Coltrane collaborated closely with Thelonious Monk. Coltrane discussed musical matters with him frequently. One of his last discussions about his desired goals in music was at Monk's apartment in Manhattan in April of 1967, just shortly before Coltrane's death. Early in Coltrane's career, Monk introduced him to innovative and unexpected harmonies, the proper use of "space" (or rests, in music), the superimposition, or "stacking" of chords, and use of modal scales and harmonies.
Coltrane benefited greatly from his association with friend and colleague Miles Davis. In the early 1950s Davis played with concern for straight, clean melodies and a pure sound, but with ample harmonic flexibility. Their concepts blended well for the most part, as is demonstrated by the Milestones duet album (Columbia Records, No. 1386 D263 M61).

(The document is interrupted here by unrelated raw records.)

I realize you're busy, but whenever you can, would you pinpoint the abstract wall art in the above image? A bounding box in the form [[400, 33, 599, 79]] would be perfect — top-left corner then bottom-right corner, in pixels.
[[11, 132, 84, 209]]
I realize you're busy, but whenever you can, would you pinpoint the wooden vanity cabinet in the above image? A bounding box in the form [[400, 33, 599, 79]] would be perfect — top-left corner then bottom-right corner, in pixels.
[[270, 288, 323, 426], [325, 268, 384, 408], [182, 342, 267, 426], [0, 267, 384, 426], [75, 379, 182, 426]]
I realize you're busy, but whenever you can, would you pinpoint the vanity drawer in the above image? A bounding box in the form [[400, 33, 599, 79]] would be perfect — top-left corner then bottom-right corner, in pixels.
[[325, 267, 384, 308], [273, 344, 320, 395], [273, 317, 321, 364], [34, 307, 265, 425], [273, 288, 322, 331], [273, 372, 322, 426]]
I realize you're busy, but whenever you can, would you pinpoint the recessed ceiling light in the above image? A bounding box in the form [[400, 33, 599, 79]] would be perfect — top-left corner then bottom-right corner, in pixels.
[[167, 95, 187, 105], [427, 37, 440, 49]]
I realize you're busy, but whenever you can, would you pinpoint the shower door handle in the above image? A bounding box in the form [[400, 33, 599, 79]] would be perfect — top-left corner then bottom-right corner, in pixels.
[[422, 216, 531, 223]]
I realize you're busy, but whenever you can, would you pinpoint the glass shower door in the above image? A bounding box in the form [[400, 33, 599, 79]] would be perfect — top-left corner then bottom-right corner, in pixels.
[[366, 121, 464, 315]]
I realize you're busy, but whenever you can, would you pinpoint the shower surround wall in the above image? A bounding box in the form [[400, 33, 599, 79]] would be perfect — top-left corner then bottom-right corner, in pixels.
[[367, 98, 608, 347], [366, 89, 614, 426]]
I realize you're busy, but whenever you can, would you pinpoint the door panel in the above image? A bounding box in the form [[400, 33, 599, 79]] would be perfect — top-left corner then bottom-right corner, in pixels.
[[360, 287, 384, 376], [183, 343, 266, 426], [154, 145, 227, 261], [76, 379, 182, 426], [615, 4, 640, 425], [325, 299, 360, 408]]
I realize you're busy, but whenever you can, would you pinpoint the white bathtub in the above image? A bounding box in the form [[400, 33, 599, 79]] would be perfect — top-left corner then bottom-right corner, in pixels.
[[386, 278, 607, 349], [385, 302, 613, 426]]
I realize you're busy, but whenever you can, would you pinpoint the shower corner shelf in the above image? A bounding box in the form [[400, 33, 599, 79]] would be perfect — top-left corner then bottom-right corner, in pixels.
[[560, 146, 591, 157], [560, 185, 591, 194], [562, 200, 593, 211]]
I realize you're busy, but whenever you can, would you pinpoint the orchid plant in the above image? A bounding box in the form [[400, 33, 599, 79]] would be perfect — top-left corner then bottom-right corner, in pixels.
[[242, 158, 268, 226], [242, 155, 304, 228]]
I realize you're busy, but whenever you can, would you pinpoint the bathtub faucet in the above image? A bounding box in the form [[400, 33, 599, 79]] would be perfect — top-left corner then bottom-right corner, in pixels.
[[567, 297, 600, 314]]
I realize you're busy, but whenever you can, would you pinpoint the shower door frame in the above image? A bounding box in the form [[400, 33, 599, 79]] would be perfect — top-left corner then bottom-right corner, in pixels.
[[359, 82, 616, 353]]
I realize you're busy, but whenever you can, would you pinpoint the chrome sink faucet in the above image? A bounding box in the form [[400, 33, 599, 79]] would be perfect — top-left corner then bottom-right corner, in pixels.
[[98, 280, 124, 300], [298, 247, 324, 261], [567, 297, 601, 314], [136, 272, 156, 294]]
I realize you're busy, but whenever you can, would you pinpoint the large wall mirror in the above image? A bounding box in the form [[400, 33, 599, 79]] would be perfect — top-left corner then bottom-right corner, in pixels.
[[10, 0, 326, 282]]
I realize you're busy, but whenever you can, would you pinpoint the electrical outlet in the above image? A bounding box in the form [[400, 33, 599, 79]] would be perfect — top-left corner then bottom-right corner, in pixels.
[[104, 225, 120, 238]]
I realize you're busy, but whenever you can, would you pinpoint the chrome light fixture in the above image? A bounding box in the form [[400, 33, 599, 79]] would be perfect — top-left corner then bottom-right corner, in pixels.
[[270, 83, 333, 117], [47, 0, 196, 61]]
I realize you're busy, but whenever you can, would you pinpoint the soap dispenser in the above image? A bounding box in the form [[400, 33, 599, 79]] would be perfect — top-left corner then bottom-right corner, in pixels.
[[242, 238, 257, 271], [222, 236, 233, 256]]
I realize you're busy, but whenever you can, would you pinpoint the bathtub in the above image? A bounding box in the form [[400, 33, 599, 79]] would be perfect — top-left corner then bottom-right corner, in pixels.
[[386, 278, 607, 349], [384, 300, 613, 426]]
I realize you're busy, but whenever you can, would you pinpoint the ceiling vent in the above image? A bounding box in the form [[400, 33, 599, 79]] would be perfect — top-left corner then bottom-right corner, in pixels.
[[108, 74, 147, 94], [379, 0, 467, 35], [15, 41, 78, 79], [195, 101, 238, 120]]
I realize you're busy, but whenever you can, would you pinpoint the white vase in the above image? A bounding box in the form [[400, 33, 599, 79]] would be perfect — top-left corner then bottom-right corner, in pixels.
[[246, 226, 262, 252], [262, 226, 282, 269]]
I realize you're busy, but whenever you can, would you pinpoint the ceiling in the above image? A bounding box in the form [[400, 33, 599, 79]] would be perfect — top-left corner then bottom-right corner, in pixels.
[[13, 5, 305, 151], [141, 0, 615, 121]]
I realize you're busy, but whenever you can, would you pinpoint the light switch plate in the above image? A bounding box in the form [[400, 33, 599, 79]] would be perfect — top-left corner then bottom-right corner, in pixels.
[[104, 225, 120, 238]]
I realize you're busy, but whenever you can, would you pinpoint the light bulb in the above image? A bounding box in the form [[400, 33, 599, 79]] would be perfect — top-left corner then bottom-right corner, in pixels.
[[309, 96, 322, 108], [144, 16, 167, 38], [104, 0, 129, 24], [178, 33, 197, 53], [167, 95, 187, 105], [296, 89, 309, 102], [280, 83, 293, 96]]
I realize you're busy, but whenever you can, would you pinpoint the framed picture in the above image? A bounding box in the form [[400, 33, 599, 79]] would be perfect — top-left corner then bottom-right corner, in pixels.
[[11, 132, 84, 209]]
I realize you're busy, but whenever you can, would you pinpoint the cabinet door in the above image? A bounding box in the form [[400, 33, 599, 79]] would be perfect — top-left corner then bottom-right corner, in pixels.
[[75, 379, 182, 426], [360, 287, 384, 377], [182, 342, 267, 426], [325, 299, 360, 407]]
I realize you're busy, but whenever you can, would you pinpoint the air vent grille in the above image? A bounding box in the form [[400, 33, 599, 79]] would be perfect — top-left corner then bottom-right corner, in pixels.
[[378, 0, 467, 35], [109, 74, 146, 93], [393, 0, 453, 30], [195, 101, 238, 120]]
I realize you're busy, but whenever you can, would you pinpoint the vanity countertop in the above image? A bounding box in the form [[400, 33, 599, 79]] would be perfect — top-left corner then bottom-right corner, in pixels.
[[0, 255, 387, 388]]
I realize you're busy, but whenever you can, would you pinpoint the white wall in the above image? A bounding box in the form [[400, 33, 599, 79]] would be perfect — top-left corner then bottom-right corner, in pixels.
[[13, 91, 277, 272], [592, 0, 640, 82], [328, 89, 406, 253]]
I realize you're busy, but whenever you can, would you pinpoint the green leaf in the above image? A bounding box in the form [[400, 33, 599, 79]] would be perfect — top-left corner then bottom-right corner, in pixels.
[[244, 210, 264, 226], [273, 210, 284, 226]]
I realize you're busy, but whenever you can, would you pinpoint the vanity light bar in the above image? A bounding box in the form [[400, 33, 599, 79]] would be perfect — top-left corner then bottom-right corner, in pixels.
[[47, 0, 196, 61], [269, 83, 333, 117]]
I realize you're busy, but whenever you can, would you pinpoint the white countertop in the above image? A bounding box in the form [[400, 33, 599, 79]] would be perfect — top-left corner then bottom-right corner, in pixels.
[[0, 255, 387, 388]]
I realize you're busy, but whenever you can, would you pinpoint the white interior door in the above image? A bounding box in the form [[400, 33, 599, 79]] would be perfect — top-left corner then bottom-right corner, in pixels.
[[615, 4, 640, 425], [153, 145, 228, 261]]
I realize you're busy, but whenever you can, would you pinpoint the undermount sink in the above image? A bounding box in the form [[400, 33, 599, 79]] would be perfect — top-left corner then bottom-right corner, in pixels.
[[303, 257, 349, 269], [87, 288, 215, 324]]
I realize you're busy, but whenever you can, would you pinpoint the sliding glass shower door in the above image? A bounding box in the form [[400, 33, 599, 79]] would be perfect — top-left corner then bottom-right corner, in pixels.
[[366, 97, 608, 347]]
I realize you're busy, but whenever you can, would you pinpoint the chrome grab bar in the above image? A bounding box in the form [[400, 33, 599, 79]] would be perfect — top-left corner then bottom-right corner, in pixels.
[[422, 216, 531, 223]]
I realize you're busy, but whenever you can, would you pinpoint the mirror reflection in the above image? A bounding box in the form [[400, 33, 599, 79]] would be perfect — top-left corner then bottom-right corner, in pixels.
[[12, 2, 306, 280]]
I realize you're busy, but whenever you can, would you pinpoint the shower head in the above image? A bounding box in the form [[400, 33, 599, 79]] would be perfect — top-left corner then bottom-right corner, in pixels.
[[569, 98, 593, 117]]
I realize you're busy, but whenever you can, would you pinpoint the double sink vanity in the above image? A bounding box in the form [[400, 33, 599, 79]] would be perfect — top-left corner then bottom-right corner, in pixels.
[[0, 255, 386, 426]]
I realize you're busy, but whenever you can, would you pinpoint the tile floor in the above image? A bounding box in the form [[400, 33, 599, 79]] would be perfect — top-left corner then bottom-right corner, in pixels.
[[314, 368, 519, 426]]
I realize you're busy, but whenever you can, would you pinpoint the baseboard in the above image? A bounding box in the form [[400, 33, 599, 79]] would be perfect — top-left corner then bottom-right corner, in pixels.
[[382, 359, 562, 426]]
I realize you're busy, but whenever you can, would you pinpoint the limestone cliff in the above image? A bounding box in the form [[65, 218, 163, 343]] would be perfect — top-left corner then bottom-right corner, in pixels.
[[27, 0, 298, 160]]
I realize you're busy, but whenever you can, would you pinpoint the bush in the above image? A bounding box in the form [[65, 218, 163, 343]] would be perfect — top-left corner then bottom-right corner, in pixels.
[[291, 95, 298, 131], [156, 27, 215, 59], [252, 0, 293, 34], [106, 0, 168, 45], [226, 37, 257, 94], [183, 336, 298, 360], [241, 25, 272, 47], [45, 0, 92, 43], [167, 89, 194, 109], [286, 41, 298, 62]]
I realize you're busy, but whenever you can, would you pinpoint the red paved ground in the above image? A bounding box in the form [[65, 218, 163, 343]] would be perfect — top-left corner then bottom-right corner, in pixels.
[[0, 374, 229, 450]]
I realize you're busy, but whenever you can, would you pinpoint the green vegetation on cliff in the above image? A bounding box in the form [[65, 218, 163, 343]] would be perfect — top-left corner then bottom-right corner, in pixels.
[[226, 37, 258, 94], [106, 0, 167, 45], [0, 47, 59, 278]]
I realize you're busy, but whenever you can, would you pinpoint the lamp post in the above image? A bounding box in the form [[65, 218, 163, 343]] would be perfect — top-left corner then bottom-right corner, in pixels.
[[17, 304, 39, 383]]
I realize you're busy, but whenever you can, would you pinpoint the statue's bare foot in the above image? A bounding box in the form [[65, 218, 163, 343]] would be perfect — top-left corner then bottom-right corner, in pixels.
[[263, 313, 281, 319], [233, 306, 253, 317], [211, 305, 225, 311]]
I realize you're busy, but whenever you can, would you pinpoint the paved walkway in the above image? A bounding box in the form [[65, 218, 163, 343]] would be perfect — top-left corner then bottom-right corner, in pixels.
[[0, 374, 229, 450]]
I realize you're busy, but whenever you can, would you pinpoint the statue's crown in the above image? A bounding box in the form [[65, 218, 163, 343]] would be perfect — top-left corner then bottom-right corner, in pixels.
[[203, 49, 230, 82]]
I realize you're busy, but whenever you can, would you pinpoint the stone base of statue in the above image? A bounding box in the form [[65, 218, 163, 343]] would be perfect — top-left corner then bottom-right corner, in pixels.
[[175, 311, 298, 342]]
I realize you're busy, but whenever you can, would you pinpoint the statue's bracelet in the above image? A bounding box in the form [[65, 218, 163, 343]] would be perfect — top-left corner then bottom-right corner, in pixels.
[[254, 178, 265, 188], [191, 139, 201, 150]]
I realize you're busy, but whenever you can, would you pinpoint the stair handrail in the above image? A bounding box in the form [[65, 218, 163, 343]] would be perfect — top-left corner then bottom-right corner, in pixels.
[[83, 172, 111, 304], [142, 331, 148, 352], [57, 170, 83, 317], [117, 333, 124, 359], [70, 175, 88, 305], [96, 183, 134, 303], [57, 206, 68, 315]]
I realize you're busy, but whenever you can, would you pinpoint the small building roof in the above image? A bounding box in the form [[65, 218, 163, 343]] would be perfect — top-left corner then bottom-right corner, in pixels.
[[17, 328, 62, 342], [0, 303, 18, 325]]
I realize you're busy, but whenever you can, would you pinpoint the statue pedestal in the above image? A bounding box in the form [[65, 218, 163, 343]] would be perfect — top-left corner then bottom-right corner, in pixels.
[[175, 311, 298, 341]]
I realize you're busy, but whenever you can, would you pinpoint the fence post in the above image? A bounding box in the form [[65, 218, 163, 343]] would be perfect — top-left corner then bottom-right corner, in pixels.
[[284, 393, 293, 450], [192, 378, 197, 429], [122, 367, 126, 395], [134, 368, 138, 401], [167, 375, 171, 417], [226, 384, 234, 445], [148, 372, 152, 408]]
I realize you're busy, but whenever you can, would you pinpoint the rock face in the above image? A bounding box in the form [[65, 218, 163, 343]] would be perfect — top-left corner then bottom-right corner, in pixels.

In 1957 Coltrane experienced a dramatic life transformation and overcame his strong drug dependency that began in 1948. In gratitude, he composed and dedicated the album A Love Supreme to God in thanks for his rebirth. His expressed desire to share his gift, his belief, his joy, and his music with others became a life purpose for Coltrane. He gave a poetic dedication of his life and his music to God in the liner notes. In setting the words of the composition, Coltrane shows his indebtedness to his friend, Nigerian master drummer Michael Olatunji, and his grasp of West African musical values and techniques. Typically, in playing lyrical works such as this at concerts and club dates, Coltrane and his assisting artists took their time, playing long solo expositions, probing the possibilities of the work. These long evocations were usually not heard on longplaying records, given the time limitations. With the advent of the CD, however, lengthy solo renditions captured on tape could now be included on a disc. Such is the case, for instance, with a version of "A Love Supreme" recorded at the Juan Les Pins Jazz Festival, Antibes, July 26-27, 1965 and released in 1992 on the CD John Coltrane; Immortal Concerts (Giants of Jazz, Sarabandas srl, SAAR srl No. CD 53068). The solos by each quartet member are long and fully explored, extending to a total of more than 47 minutes.
John Coltrane's diversity as an expressionist in music is preserved by his recorded legacy. The legacy presents a diverse and complex artist; a singer of soulful ballads as well as a painter of new and almost bizarre, unfathomable sounds; a man who wove a fabric of whole cloth that transmitted to us a tapestry of raw emotions as well as a preacher of love and unity.